Des recherches minutieuses à travers les siècles
Pour en trouver une, encore faut-il pouvoir remonter les siècles. Exit donc les communes nouvelles, assez nombreuses parmi les premiers volontaires. Valendrey ou Valdallière dans le Calvados ont des noms ne s'appuyant pas sur des formes historiques. Impossible donc pour les scientifiques de proposer une transcription. Il y a aussi le cas des villes qui ont déjà une appellation normande, pas ou peu modifiée à travers les âges. C'est le cas de Caen ou Rouen (qui peut aussi s'écrire Roen), de Dieppe (qui vient de Deep, profond en Anglais), ou encore de Fécamp (alliage de Fish, le poisson et de camp, le coin des poissons) et de... Camembert, qui signifie "le champs de M. Mambert".
Lorsqu'il est possible de suggérer une appellation en parler normand, une grosse réflexion débute au sein du conseil scientifique. Elle représente bien souvent des heures de recherche. "On récupère le maximum d'attestations anciennes des noms de villes, depuis le Moyen-Âge jusqu'à maintenant, en appliquant ce que l'on sait des dialectiques de prononciations, détaille Stéphane Lainé. La plupart du temps, divers noms, diverses écritures ressortent. Il ne s'agit pas de ressusciter une forme qui était d'usage au 13e siècle, plutôt de faire revivre un nom usité il y a 40, 50 ou 100 ans. Ce n'est pas une démarche rétrograde", se défend-il.
Il y a aussi les questions concernant la prononciation et l'orthographe, et au final, le choix graphique. "Notre postulat, c'est de pouvoir lire ce qui est écrit et donc d'effacer dans la graphie les lettres muettes de fin de noms, afin que les gens puissent d'emblée prononcer sans hésitation l'appellation dialectale de la commune écrite sur le panneau", explique Stéphane Lainé. Mais le docteur en sciences du langage propose tout de même plusieurs orthographes différentes aux communes, "c'est ensuite le conseil municipal qui tranche", et parfois, il n'est pas tout à fait en accord avec les préconisations.
Par exemple, pour Thérouldeville en Seine-Maritime, on avait proposé 'Troud'ville', mais la commune a choisi 'Throudville' en réintroduisant un H car le nom initial vient de Thorvald, formé par le dieu Thor. En ôtant le H, ils avaient l'impression qu'on les dépossédait d'une part de leur histoire. Marchésieux dans la Manche, était autrefois prononcé Marchu avec un u final long. Nous avions proposé Marchû, mais les locaux ont choisi Marchuus, avec un S final qu'on peut avoir tendance à vouloir prononcer.

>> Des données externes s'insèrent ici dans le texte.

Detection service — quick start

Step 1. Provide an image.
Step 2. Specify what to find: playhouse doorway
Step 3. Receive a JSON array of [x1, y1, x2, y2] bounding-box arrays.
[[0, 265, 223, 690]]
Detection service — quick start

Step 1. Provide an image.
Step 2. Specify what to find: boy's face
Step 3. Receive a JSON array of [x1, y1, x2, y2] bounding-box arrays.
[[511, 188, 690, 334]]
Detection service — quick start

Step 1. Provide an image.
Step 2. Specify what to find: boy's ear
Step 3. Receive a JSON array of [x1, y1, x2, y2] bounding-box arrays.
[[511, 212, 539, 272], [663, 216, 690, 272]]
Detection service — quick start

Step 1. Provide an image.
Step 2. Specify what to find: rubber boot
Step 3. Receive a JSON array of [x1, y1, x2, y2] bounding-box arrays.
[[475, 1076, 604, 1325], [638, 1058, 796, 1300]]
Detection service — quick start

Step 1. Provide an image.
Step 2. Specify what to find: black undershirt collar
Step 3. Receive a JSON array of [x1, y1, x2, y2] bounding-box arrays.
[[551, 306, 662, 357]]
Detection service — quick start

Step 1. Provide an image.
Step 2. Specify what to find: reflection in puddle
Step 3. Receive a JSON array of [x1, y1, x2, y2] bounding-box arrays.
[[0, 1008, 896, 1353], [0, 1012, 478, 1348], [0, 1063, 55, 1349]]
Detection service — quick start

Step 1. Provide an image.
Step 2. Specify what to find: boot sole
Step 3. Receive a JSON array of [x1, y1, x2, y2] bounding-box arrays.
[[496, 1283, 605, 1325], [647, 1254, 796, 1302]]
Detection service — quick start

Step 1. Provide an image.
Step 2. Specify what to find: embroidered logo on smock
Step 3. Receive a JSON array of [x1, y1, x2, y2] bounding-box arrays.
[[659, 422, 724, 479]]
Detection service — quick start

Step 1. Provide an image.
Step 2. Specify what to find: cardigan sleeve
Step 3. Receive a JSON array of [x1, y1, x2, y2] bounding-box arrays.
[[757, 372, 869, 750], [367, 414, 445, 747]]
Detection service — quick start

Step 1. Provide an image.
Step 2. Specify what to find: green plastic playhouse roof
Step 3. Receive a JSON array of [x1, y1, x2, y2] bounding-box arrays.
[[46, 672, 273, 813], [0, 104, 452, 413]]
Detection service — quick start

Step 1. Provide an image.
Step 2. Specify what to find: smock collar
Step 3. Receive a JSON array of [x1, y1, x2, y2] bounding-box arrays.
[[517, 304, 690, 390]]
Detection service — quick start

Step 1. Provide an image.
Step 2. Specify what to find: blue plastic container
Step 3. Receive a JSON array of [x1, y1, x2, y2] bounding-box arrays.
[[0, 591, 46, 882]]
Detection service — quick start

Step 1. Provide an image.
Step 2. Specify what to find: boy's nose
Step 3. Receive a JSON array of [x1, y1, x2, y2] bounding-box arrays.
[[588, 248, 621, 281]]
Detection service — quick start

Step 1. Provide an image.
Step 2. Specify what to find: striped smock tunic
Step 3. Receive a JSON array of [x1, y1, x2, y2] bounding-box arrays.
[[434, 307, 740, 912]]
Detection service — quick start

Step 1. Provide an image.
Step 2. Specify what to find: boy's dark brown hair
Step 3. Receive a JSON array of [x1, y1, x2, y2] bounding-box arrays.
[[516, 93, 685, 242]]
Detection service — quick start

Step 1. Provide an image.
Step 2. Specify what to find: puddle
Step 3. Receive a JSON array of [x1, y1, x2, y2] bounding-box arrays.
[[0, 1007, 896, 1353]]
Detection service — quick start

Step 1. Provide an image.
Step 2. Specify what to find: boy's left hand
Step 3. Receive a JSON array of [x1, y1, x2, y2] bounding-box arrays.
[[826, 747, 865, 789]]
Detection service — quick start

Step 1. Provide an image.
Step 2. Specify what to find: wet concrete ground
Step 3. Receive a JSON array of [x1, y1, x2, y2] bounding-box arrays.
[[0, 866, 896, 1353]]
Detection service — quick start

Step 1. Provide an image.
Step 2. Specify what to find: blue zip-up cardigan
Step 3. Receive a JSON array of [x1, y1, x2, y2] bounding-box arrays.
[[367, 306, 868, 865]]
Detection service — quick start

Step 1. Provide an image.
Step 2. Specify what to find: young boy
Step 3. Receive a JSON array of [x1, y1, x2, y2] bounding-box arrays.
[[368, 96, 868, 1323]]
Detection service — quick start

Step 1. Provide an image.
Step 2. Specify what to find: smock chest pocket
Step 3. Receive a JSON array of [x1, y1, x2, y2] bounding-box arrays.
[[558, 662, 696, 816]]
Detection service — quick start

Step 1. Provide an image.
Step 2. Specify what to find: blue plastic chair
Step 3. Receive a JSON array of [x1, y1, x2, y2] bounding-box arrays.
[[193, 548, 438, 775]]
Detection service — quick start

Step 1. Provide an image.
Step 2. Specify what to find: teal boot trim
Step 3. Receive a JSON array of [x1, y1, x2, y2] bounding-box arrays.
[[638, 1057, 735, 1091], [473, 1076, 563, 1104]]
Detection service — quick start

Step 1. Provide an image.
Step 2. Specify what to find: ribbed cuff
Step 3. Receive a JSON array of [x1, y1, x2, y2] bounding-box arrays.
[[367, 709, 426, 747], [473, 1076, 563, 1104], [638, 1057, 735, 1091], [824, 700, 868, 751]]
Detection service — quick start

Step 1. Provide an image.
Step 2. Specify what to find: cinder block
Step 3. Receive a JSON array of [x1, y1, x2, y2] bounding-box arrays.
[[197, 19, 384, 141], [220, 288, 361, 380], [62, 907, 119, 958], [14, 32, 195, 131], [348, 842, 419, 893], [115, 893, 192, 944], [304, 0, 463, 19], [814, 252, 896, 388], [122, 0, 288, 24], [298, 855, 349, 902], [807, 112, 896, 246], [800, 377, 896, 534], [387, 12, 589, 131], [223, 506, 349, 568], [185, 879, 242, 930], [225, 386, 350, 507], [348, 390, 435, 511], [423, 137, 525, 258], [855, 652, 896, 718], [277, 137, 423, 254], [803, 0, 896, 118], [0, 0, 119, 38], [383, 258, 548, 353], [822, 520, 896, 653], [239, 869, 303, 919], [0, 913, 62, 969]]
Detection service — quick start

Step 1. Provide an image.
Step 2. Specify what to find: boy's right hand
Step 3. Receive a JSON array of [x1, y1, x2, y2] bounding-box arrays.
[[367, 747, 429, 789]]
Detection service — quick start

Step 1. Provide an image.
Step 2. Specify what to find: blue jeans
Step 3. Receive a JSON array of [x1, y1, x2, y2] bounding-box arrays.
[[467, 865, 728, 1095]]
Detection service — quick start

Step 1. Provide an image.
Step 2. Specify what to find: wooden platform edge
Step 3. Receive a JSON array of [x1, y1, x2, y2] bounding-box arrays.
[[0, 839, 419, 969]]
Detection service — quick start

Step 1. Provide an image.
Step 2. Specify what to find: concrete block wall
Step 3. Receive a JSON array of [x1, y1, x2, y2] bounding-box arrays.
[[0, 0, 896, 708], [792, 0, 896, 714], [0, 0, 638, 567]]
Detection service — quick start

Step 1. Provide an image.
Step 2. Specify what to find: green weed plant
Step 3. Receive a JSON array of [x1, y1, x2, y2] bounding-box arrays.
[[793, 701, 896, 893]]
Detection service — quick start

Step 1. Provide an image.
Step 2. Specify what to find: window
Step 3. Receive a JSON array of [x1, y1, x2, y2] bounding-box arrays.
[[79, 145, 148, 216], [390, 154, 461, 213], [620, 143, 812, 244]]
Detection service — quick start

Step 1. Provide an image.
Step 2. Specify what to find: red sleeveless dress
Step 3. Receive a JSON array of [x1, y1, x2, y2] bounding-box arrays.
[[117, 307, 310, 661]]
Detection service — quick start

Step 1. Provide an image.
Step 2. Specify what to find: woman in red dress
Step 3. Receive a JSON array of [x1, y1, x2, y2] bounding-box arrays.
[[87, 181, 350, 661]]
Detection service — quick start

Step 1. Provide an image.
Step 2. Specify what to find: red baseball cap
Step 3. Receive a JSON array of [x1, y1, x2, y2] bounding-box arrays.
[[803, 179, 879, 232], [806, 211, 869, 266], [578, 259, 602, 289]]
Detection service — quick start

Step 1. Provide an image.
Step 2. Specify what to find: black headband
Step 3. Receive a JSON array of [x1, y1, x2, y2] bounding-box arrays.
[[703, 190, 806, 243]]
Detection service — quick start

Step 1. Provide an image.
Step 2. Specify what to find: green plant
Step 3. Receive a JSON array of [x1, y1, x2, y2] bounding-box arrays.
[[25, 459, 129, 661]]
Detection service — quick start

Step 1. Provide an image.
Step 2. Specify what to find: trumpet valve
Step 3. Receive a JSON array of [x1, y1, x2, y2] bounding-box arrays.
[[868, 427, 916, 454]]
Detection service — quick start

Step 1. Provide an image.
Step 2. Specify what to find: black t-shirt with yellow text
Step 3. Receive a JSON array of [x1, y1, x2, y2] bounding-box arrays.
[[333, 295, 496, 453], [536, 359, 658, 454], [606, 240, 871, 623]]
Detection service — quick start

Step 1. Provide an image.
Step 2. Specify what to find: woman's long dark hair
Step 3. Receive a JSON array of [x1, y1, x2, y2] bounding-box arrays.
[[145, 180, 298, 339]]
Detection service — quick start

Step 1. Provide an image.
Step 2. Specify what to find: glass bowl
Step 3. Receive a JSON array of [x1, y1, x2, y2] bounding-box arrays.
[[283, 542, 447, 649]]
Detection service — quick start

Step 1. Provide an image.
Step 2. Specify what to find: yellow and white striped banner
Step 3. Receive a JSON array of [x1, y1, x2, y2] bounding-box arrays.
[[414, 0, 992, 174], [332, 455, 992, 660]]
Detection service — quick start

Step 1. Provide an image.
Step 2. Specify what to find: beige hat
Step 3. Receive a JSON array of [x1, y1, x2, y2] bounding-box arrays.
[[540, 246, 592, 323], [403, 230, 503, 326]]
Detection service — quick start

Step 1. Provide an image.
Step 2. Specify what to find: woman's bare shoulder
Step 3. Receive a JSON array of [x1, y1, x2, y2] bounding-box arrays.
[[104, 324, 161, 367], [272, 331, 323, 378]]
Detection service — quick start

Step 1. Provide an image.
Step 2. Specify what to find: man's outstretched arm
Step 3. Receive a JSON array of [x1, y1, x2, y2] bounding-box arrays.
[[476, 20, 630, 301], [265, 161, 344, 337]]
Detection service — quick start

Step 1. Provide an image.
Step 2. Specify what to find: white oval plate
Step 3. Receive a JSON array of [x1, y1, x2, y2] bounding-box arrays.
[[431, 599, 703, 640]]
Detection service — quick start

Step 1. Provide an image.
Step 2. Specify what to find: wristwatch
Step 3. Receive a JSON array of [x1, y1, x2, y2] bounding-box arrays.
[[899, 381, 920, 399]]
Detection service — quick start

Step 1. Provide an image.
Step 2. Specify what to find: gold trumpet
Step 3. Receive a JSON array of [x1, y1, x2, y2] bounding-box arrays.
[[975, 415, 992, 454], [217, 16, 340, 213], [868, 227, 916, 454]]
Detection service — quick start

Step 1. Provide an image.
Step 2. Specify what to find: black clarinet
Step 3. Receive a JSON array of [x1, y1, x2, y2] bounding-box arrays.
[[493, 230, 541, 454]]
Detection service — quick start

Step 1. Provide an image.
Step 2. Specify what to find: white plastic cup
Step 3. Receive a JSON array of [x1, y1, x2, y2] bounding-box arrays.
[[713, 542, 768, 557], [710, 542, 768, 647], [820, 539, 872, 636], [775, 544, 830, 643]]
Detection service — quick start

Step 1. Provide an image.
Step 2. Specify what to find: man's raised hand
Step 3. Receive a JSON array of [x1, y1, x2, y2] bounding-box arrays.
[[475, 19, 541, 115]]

Stéphane Lainé, membre du Conseil scientifique et culturel des parlers normands
C'est ainsi que les habitants de Domfront-en-Poiraie sont amenés ces jours-ci à choisir entre Danfron ou Danfront, alors que les écrits du passé mentionnent aussi Damfront, Dampfront ou encore Dompfront. La cité médiévale sera, ainsi, dans les prochains mois, la première commune de l'Orne à arborer une pancarte en langue normande. À la traîne, le Calvados devrait voir deux communes se joindre au mouvement en 2023. Leurs noms sont encore confidentiels, mais elles seront les pionnières du double affichage dans le département.
Il faudra cravacher pour rattraper la Manche, qui va poursuivre son déploiement des panneaux en parler normand, cette année. Barneville-Carteret, Sottevast et Créances devraient à leur tour passer au double panneau, ces prochains mois. En revanche, il semble peu probable que Cherbourg, composé initialement des mots nordiques Kjar, le marais, et borg, la fortification, monte dans le train régionaliste. Pas sûr que les élus et les habitants soient très friands de l'idée de ressortir l'appellation ancienne "Chidbou" ou "Tchidbou", quasiment plus usitée. D'ailleurs, ces derniers temps, dans les discussions, c'est plutôt "Cherwood", surnom branché qui est utilisé pour parler de la capitale du Cotentin.